Part-time fasullo è reato di sfruttamento: ecco la sentenza di Cassazione che cambia tutto

Lavorare per più ore di quelle scritte sul contratto è sfruttamento. Per ora era solo un termine abusato e pourparler, adesso è ufficiale anche per la legge: è quanto disposto dal Tribunale di Catanzaro prima e dalla Corte di Cassazione poi con la sentenza 24388/22 del 24 giugno scorso.

Tale decisione innovativa nasce in seguito alla condanna di alcuni datori che facevano figurare i propri lavoratori come part-time nonostante questi lavorassero 48 ore a settimana, senza ferie, giorni di assenza o di permesso. Un part-time fasullo, rispettato però per lo stipendio: la retribuzione, infatti, corrispondeva a quella prevista dal Ccnl per i part-time.

Non contenti della decisione del Tribunale di Catanzaro, gli indagati avevano fatto ricorso in Cassazione sperando in un esito diverso. Ma niente da fare: anche secondo la Corte, l’azienda aveva utilizzato manodopera in condizioni di sfruttamento approfittando dello stato di bisogno. In pratica, i lavoratori erano stati di fatto costretti ad accettare le condizioni imposte per la necessità di mantenere un’occupazione, non esistendo possibili reali alternative di lavoro.

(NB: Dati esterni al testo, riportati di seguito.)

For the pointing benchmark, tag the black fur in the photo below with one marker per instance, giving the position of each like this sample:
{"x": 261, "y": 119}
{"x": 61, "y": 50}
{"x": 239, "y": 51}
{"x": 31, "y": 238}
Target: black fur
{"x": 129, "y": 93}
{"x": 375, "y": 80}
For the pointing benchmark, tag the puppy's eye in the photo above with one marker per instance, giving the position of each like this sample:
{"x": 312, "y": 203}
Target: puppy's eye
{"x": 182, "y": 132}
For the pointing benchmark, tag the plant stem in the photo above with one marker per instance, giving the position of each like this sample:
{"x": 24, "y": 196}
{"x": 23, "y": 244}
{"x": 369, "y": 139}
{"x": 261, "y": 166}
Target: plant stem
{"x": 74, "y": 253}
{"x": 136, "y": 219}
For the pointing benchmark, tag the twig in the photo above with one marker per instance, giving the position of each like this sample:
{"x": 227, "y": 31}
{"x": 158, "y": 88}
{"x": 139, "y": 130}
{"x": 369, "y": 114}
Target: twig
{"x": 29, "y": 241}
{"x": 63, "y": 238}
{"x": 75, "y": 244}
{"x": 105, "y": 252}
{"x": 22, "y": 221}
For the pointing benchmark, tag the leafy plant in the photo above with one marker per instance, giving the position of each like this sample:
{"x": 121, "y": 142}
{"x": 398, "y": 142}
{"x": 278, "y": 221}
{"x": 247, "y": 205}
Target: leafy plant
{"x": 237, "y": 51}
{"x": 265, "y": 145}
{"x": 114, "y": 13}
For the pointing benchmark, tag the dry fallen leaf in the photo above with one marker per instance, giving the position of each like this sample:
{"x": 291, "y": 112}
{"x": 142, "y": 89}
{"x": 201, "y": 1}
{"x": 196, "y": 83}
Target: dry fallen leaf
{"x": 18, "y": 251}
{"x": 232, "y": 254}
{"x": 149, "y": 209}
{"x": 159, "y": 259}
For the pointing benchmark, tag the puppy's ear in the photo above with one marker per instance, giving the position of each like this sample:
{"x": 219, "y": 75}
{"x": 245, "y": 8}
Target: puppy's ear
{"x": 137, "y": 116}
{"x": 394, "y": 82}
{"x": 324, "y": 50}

Ma non solo: confermato il reato di sfruttamento e il sequestro di somme corrispondenti alle retribuzioni non corrisposte ai lavoratori, che i giudici considerano un ingiusto profitto acquisito illegittimamente dagli indagati.

Una sentenza storica e che può fare da apripista per tutti quei lavoratori sfruttati (ora si può dire senza rischiare di esagerare) che intendano percorrere la medesima strada legale per la tutela dei propri diritti.